THE AI TRIAGE PIPELINE: FROM GITHUB WEBHOOKS TO GROQ LLMS
Welcome to AI Triage. Welcome to AI Triage. Welcome to AI Triage. Welcome to AI Triage. Welcome to AI Triage. Welcome to AI Triage. Welcome to AI Triage.
Let’s be honest: we’re a little embarrassed. Our bot is out there triaging issues faster than most humans, but our documentation is... well, let's just call it "slop" for now.
1. Why We Exist
Manual triage is the ultimate "janitorial work" of open source. You wake up, check your repo, and there's a mountain of un-categorized issues. Some are bug reports, some are feature requests, and some are just... confusing.
❌ Old Model: Wait for a maintainer (usually caffeinated) to manually label and reply. ✅ New Model: Issue hits the repo -> AI analyzes the intent -> Instant categorization.
2. The Mental Model
We didn’t just want another bot that says "Thanks for the issue!" We wanted one that actually does the work. Here’s the technical flow of our triage logic:
- Source: GitHub Issue (via
github.event). - Sanitization: We truncate the body to 1500 chars. Why? To keep the context window lean and prevent prompt injection "slop."

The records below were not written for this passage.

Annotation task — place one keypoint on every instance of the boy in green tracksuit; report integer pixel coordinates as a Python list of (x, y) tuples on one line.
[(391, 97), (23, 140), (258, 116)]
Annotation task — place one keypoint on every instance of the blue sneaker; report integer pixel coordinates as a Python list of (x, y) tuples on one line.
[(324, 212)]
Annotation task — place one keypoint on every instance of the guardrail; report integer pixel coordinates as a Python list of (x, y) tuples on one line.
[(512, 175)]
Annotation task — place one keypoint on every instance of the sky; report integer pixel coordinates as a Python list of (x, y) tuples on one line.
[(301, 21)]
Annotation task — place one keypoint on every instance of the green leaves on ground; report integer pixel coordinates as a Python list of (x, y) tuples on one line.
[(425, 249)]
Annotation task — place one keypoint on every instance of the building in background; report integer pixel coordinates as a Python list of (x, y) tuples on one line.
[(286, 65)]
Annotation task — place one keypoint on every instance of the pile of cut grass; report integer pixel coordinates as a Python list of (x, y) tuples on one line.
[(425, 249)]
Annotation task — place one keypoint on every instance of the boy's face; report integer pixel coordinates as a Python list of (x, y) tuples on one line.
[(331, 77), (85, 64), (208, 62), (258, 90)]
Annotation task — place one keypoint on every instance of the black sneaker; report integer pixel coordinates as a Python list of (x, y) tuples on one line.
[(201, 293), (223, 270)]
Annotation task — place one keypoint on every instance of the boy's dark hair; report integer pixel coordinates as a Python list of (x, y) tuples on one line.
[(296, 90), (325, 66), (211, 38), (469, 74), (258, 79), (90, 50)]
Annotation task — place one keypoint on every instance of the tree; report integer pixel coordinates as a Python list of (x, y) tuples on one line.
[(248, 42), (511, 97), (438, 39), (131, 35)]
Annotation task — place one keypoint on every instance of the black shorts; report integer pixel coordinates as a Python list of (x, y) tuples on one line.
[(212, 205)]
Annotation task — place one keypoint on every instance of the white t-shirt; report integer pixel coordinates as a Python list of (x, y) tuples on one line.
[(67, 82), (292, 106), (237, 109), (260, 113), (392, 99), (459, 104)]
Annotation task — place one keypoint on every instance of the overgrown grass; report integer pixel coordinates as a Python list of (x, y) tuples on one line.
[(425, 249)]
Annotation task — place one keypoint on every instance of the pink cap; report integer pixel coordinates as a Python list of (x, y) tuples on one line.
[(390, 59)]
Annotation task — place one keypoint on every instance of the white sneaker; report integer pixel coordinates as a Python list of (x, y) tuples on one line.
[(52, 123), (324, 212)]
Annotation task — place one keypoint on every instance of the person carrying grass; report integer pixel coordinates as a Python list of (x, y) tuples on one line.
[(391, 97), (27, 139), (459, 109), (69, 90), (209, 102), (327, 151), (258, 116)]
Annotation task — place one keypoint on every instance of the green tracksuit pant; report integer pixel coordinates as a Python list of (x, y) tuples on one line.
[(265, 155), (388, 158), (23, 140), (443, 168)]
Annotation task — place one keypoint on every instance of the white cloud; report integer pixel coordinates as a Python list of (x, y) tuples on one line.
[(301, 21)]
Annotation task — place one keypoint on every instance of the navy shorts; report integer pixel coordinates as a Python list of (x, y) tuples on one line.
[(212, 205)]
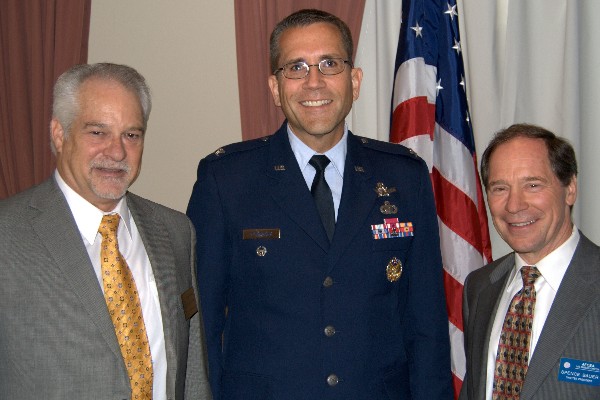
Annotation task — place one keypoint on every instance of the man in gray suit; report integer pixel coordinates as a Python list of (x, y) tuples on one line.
[(530, 176), (58, 339)]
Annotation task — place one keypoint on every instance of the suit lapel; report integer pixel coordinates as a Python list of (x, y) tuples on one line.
[(162, 260), (485, 313), (574, 298), (57, 230), (357, 200), (288, 188)]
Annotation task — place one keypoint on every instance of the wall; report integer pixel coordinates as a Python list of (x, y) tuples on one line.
[(186, 51)]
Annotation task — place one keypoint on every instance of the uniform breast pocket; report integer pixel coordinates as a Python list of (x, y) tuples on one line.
[(390, 257)]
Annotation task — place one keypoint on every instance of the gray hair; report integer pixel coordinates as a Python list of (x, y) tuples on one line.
[(560, 152), (65, 106), (304, 18)]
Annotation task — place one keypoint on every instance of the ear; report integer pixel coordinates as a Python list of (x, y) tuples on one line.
[(572, 191), (57, 134), (356, 80), (274, 85)]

- Inference: We use Groq’s Llama-3.1-8b-instant with a temperature of 0.5 for predictable, high-signal responses.
- Outcome: A categorized comment posted via the GitHub API.
3. Why You Should Contribute ⚡
We need your help to fix the "educational slop." Whether you're a seasoned dev or just starting out, your contributions to these docs are a high-value move.
- High Dopamine: We respond to PRs fast. No sitting in the queue for months.
- Real Impact: Your edits help other devs navigate the LLM-powered maintenance landscape.
How to Start
- Spot a Typo? Popped it? Fix it!
- Confused by a Feature? Document the logic!
- Have a Better Way? Share the fix!
Check out our GitHub Issues for good first issue labels, or just dive into the docs/ folder and start refactoring.
Let's make this project's documentation as sharp as its inference.